[Image-SIG] using PIL to process very large images

Tue May 11 16:19:23 EDT 2004

I am working on a Zope product using PIL that will easily enable Zope to
directly support Zoomify (www.zoomify.com). Basically, you add a high
resolution image to Zope and it automatically creates tiles at various
scales that are streamed to a Flash viewer so that very large image files
can be viewed through the Web--only the necessary image data is streamed
to the client.

I have been working directly with Zoomify Corp. on this and hope to
release it this Summer under the Zope public license. I have it working
correctly, but the problem is that the Windows/Mac version of this
software, written in C++ can handle images that are many gigabytes large.
(Yes, you read that right, there are people who have published 20+
gigabyte images on the Web using Zoomify.) I am currently optimizing the
product so that you can store the image data on the filesystem instead of
the ZODB, providing a command line interface so you don't have to use the
ZMI, etc. But what I can't seem to pin down is the PIL code I am using.

The basic approach is this: start with the full image, and create 256x256
'tiles' using the crop method and save these images using a naming
convention, then use the resize method to scale the original image in half
and create tiles again until the entire image is scaled to below 256x256.
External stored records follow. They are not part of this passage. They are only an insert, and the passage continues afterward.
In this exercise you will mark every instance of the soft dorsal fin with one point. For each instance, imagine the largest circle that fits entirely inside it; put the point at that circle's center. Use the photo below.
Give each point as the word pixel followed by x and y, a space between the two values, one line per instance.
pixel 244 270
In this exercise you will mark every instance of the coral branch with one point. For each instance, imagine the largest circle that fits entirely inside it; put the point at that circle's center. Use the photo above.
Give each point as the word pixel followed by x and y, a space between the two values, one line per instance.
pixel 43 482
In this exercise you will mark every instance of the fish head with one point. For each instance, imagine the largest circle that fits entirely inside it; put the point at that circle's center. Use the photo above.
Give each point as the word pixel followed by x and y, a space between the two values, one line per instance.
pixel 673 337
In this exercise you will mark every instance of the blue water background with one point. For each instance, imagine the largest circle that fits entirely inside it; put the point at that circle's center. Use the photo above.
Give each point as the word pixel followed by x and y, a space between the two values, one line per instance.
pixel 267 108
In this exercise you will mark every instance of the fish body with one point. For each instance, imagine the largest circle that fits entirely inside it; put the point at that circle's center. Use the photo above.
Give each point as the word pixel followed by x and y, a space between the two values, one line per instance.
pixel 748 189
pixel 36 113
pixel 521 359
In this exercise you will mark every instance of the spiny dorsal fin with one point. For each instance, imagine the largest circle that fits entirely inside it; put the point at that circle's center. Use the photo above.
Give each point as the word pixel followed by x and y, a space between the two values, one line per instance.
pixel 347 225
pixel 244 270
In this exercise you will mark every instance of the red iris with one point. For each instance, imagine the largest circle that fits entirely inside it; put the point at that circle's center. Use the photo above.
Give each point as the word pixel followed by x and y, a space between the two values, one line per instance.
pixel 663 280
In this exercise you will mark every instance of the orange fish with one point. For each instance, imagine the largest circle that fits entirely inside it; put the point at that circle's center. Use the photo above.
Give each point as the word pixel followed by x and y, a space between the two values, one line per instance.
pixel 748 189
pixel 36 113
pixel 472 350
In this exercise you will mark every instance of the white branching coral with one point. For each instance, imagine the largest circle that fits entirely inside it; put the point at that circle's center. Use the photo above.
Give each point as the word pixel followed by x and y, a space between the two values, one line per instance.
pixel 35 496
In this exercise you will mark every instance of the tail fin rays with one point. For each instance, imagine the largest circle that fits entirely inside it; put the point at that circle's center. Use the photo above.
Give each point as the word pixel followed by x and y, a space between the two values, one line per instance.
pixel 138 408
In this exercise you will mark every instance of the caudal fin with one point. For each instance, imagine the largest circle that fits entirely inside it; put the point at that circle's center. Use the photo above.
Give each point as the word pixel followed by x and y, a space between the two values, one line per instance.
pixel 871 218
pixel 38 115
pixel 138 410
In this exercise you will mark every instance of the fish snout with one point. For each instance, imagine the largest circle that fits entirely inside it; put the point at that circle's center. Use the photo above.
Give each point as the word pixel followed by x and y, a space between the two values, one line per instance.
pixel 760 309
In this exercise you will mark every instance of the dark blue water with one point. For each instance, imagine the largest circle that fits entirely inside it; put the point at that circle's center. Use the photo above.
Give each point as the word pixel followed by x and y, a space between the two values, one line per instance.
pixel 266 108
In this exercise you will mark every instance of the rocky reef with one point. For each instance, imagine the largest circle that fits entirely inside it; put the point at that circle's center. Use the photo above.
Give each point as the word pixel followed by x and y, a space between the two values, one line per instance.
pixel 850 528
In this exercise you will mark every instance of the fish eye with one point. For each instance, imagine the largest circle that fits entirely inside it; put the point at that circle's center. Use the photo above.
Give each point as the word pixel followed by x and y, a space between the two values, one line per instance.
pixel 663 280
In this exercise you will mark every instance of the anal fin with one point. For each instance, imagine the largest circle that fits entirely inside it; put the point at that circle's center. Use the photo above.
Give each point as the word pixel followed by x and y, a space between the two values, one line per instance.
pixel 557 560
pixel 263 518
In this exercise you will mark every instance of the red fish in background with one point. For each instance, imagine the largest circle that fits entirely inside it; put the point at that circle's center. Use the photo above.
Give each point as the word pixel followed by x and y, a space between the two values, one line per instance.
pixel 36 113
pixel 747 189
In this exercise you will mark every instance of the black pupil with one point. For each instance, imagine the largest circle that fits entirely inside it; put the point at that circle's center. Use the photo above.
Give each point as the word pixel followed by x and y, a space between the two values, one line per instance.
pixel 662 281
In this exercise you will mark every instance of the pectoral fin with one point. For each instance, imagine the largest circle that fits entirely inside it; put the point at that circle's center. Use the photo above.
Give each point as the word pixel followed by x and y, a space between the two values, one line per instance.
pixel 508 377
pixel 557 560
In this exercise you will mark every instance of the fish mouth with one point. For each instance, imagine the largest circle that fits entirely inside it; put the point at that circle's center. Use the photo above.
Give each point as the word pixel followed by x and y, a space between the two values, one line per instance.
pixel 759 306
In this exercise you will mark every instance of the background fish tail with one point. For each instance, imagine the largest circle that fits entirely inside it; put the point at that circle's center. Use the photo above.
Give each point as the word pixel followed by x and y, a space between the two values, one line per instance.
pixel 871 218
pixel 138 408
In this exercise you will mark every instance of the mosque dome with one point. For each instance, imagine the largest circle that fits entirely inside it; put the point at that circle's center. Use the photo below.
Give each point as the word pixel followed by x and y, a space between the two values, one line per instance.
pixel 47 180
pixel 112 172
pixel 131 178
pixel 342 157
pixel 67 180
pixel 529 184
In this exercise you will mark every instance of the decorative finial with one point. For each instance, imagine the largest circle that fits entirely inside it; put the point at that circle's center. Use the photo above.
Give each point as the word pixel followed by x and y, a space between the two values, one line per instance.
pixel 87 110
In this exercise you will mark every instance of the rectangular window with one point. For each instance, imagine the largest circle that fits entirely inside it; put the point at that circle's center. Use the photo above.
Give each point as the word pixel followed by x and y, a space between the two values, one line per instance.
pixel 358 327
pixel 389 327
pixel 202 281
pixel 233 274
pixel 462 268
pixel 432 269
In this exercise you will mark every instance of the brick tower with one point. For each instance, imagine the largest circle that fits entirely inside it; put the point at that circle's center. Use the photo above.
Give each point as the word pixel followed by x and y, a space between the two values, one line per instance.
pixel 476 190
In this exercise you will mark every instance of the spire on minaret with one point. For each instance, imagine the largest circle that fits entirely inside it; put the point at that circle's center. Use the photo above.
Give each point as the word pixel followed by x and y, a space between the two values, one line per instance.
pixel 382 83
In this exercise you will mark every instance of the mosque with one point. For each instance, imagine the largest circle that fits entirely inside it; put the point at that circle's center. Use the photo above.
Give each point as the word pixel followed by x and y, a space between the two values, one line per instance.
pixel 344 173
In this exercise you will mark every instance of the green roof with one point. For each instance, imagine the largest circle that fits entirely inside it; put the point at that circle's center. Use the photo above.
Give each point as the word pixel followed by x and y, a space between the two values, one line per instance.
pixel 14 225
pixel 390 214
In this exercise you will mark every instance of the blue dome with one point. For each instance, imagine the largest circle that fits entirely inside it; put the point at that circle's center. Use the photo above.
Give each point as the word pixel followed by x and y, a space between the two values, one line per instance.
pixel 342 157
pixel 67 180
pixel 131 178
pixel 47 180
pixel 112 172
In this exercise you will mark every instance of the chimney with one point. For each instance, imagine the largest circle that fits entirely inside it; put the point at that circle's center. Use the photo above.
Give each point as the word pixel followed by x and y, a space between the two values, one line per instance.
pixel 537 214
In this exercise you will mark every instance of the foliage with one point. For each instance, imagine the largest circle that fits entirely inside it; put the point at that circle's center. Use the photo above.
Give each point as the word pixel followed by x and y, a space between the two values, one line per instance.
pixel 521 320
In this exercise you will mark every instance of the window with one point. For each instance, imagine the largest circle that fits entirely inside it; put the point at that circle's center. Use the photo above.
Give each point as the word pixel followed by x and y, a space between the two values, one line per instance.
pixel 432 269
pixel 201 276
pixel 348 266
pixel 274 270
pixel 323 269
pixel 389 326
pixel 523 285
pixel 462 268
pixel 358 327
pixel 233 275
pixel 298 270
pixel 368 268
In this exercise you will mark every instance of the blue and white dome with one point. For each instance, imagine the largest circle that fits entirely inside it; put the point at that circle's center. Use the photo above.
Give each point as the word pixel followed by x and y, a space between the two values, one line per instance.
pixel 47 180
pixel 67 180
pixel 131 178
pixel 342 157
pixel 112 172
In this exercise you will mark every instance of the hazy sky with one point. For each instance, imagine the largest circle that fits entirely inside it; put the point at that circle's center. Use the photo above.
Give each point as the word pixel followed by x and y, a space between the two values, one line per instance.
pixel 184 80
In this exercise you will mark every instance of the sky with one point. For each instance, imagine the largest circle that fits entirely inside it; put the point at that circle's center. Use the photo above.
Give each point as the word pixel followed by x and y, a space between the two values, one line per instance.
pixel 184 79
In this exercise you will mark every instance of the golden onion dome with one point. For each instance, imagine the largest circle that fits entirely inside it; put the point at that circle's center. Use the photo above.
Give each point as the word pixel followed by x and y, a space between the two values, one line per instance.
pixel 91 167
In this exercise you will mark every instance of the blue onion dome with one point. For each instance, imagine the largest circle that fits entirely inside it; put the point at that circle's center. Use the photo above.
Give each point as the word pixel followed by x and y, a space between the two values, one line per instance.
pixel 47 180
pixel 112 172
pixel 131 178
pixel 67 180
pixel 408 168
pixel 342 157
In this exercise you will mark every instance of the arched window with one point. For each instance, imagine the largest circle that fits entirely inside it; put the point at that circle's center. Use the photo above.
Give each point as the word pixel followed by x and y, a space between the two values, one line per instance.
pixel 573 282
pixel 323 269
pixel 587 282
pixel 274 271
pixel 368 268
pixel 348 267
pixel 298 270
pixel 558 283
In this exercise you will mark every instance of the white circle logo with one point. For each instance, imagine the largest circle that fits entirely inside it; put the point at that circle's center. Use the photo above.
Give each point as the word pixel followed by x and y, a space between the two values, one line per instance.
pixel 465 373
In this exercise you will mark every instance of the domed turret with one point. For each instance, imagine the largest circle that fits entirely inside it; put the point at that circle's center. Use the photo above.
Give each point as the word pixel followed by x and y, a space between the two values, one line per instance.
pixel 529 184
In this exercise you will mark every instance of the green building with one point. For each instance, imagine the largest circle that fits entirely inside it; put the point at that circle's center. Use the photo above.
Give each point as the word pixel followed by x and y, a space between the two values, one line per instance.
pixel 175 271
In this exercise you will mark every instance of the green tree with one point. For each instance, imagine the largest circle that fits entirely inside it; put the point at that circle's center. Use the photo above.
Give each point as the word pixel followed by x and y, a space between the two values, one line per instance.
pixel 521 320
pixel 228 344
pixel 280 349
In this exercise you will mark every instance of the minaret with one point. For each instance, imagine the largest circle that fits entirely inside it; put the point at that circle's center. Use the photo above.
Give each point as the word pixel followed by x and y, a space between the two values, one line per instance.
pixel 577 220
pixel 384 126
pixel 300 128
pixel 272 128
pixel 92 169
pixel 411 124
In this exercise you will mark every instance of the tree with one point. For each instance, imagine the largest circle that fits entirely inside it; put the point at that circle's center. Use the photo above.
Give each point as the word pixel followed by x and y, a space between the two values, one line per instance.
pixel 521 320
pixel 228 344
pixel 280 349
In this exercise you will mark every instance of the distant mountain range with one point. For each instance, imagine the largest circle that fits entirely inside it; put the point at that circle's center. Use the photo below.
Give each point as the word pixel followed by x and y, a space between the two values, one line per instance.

This approach is technically correct and for small to moderately large
images, this works fine, but for images in the gigabyte range, I worried
about the amount of image data that is loaded into memory. Although it
looks like the crop method probably only loads in the 256x256 area it
needs each time, I assume that the resize method is loading a lot (all?)
of the image data into memory and returning an image object that holds all
of its image data in memory. (I found the load method in PIL, but this
doesn't work with JPEGs, and I'm not sure I would know how to use it
properly anyway.)

I am resorting to some very ugly code to take progressively bigger tiles
and resize them down instead of resizing the whole image, then tiling.
After getting to a certain point, I do resize the whole image, but at the
sixth scale level, betting that the resize method aggressively manages the
data it is reading in, and that at the sixth level, the image returned
will be small enough to hold in memory easily. I keep thinking there has
to be an easier way to do this, closer to the original 'stupid but it
works' approach I began with--PIL seems very mature and very widely used,
and I assume that others have worked with very large images using it. Or
is there a lot going on behind the scenes that I don't see, and I don't
need to worry about the memory issue?

I am still fairly new to Zope and Python and am very new to this kind of
image processing and handling of large binary files. Because of this, I
have been hesitant to dive into the PIL source to see what is going on,
because I am not confident that I will understand it!

Any guidance is most appreciated. If the Zoomify capability sounds
interesting to you and you want to directly join in on the fun, I am very
open to sharing this with other developers. (A little more background--the
'official' Zoomify software that does the tiling is closed source, and
only available for Mac and Win. I am deploying on Solaris and needed a way
to integrate it with Zope running there. Luckily, the Zoomify folks have
been very open to my releasing this under the Zope public license and have
been very helpful in the development of the Python version of their
software. And, when you buy a license to Zoomify, you do get the source
for the Flash and Java version of the viewer, so this Zope product could
be the basis for using Zoomify in an open way.)

Thanks,

____________________________
adam smith
ajs17 at cornell.edu
255-8893
215 ccc